Issuer Certifications and Auditor Assurances

The issuer and sponsor must execute a certification indicating, among other items, that the ABS is eligible and an undertaking to the New York Fed indemnifying it from any losses it may suffer if such certifications are untrue. In addition, for non-mortgage-backed ABS, the sponsor must retain an accounting firm to provide an attestation indicating that the ABS is TALF eligible. For newly-issued CMBS, the sponsor must hire a nationally recognized certified public accounting firm that is registered with the Public Company Accounting Oversight Board to provide assurance that newly issued CMBS is TALF eligible. The form and level of assurance for newly issued CMBS and legacy CMBS are currently under review.

Hedging Prohibitions

The issuers and sponsors of ABS, and their affiliates and the primary dealers are prohibited from entering into hedging arrangements intended to protect borrowers against losses on securities purchased with TALF funding. The New York Fed has stated that this prohibition “extends to both direct hedges, such as credit default swaps, and correlative hedges, such as short-selling the ABX index.” However, hedges on a borrower’s broader portfolio, which may include securities purchased with TALF funding, are permissible.

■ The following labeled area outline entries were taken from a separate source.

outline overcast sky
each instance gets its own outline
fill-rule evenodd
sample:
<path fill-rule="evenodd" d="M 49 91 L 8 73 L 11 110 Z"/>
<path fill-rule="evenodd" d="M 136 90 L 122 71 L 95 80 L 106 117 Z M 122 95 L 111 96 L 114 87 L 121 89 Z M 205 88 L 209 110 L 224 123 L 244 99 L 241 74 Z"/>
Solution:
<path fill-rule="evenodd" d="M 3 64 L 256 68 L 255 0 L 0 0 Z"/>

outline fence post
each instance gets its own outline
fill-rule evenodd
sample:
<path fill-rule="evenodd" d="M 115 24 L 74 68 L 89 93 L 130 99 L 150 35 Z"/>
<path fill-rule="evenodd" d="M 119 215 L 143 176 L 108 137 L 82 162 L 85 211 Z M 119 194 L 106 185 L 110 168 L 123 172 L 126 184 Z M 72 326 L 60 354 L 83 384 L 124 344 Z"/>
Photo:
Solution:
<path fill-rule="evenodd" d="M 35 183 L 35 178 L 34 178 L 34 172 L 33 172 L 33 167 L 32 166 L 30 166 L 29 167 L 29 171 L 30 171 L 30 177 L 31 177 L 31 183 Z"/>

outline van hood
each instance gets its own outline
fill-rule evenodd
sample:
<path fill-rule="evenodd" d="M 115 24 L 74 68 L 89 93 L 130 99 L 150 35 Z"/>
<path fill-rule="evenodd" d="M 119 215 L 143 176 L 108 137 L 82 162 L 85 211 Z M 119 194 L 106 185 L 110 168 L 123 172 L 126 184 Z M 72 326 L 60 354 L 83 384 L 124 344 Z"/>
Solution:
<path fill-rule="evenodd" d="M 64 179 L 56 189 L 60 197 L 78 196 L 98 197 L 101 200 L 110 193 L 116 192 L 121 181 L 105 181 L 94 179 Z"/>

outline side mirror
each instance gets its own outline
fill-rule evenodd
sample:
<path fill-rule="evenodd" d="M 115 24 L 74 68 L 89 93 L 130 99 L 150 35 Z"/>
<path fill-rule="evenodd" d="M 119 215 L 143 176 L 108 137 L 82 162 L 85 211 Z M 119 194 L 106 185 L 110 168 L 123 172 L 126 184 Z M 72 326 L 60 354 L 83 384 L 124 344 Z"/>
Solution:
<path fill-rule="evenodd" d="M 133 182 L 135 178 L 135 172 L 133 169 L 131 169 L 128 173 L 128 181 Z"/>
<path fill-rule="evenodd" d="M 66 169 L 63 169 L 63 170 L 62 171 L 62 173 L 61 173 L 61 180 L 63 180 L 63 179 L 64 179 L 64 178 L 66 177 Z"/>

No Executive Compensation Requirements

Executive compensation restrictions will not be applied to TALF sponsors, underwriters, and borrowers as a result of their participation in the TALF.

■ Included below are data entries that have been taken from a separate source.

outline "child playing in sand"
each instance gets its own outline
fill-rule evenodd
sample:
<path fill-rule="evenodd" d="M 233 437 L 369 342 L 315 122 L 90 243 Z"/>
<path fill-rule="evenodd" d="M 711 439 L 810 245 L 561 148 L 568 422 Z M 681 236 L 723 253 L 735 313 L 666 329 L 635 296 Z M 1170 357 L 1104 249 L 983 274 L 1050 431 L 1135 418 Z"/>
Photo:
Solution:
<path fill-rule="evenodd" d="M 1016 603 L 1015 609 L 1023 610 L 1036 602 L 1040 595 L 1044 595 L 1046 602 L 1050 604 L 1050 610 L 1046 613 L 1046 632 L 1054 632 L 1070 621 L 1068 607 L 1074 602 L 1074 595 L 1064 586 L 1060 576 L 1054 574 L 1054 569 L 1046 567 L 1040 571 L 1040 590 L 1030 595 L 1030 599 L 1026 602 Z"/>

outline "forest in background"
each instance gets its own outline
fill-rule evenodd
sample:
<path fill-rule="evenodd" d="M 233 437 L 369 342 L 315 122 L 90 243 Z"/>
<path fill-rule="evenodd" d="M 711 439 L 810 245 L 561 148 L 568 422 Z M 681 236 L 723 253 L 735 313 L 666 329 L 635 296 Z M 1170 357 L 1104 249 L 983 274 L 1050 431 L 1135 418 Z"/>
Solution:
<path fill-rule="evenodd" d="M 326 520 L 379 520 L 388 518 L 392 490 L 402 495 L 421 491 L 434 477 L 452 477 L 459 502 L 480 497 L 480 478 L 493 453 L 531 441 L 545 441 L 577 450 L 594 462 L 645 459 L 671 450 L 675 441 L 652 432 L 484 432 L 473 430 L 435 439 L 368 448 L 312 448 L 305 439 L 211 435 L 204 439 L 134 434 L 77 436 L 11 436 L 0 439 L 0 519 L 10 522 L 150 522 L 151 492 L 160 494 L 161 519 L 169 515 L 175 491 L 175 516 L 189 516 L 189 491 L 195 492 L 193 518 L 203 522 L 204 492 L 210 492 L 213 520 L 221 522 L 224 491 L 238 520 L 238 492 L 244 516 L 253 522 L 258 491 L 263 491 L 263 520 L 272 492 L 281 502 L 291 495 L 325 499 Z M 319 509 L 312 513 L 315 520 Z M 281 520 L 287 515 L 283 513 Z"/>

Restrictions on Hiring H-1B Nonimmigrant Status Employees

The restriction in the Employ American Workers Act (“EAWA”) on H-1B visas applies to all borrowers under the TALF. In addition, if the borrower is an investment fund, the EAWA also applies to any entity that owns or controls 25% or more of the total equity of the investment fund. Although the New York Fed’s FAQs on this topic do not expressly discuss whether a manager of a special purpose vehicle borrower or a manager of a fund that owns such a borrower is subject to the EAWA restrictions, there is support in the FAQs for the position that a manager should not be subject to the restriction if it does not own (directly or indirectly) 25% or more of the voting securities or equity of the borrower or the fund that owns the borrower. There is less guidance on the question of whether or not investors that own 25% or more of a fund that owns a special purpose vehicle borrower would be subject to the EAWA restrictions.